Die übrigen vier Gäste an diesem Tisch waren: zum einen ein Ehepaar in den Siebzigern, beide breitschultrig, schmalhüftig, halslos. Einander so ähnlich, dass Adam sie auf den ersten Blick für Geschwister gehalten hatte, bis sie sich ihm vorstellten. Zuerst ein wenig reserviert, aber nach einer kurzen Auftauphase recht umgänglich. Eine natürliche Reaktion, wenn man es auf einmal mit einer polizeinahen Institution zu tun bekam, ohne vorher geahnt zu haben, dass es etwas Derartiges an Bord überhaupt gab.
»Haben Sie denn schon einmal jemanden verhaften müssen, Herr Asbeck?«, wollte Frau Bernke sensationslüstern wissen.
»Ja, leider schon. Oder besser gesagt: zu meinem Glück. Wenn wir keine Leistung bringen, weil einfach nichts passiert, kürzen sie uns die Mittel und entlassen die halbe Truppe. Aber ich kann Sie beruhigen: So richtig schlimme Verbrecher waren das nicht. Ein Heiratsschwindler, zwei Spanner, ein Trickbetrüger, ein Taschendieb... Ja, doch, einer war schon ganz schön heftig: Ist zweimal betrunken ausgerastet und hat grundlos auf andere eingeschlagen. Unser Doc hatte ordentlich zu tun wegen dem Kerl.«
»Und die sitzen jetzt alle in Gefängniszellen?«
»Nicht mehr.« Adam lächelte beruhigend. »Momentan steht der Kerker leer. Wir haben das ganze Gesocks in Dublin an die Polizei übergeben. Seither ist nichts mehr passiert.«
Der Mann mit der Mutter im Rollstuhl machte große Augen: wahrscheinlich, weil Adam das tatsächliche Vorhandensein von echten Gefängniszellen nicht dementiert hatte.

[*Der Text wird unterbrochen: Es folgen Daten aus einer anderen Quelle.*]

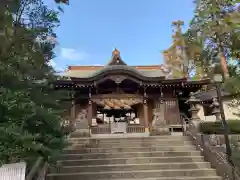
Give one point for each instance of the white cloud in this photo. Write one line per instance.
(72, 54)
(55, 66)
(52, 63)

»Dann bleibt nur zu hoffen, dass das Schiff fortan verbrecherfrei ist«, sagte der vierte Passagier am Tisch, die intellektuelle, aparte Dame mit ihrer halbwüchsigen Tochter. Sie sprach Hochdeutsch mit einem ganz leichten Schweizer Akzent.
»Das wäre allen Teilnehmern dieser Kreuzfahrt zu wünschen«, erwiderte Adam. »Zumindest, was die ganz schweren Jungs betrifft: Ein bisschen Arbeit brauchen wir von der Security ja, wie gesagt, auch noch.« Dann wandte er sich an das Mädchen. Fünfzehn, schätzte er. Allerhöchstens. »Meine Güte, in meiner Jugend hatten wir nicht so lang Ferien!«
Die Kleine schaute ihre Mutter an, die daraufhin hastig erklärte: »Bianca ist hochbegabt, dies hier ist sozusagen ihre Abiturreise. Bis zum Beginn des Sommersemesters sind wir wieder daheim, dann wird sie Medizin studieren.«
»Hut ab, junge Dame!«
Bianca versuchte ein scheues Lächeln, als wäre ihr der zur Schau gestellte Mutterstolz unsagbar peinlich. Und Adam dachte: Armes Kind - fleißig, blitzgescheit und festgesetzt auf einem Seniorendampfer! Insgeheim war er froh, dass er keine Kinder hatte und sich ihm solche Fragen nicht stellten. Fragen wie Hochbegabung - oder generell, welche Schullaufbahn die richtige wäre. Überhaupt wäre es bei seiner prekären Vorgeschichte verantwortungslos gewesen, Kinder in die Welt zu setzen - mit wem auch immer. Aber da war sowieso weit und breit niemand in Sicht.
»Soll ich den Schiffsarzt fragen, ob du ihm bei der Arbeit ein wenig über die Schultern schauen darfst?« Die Kleine tat ihm leid: Sie musste sich hier ja zu Tode langweilen!
Die Mutter hingegen wehrte schnell ab: »Besser nicht. Ich möchte Bianca noch ein wenig für mich haben, ehe sie studieren geht.«
Eine folgenschwere Entscheidung. Wie dramatisch, davon ahnten weder Adam Asbeck noch Melina Anders, Biancas Mutter, etwas. Aber hinterher ist man bekanntlich immer gescheiter.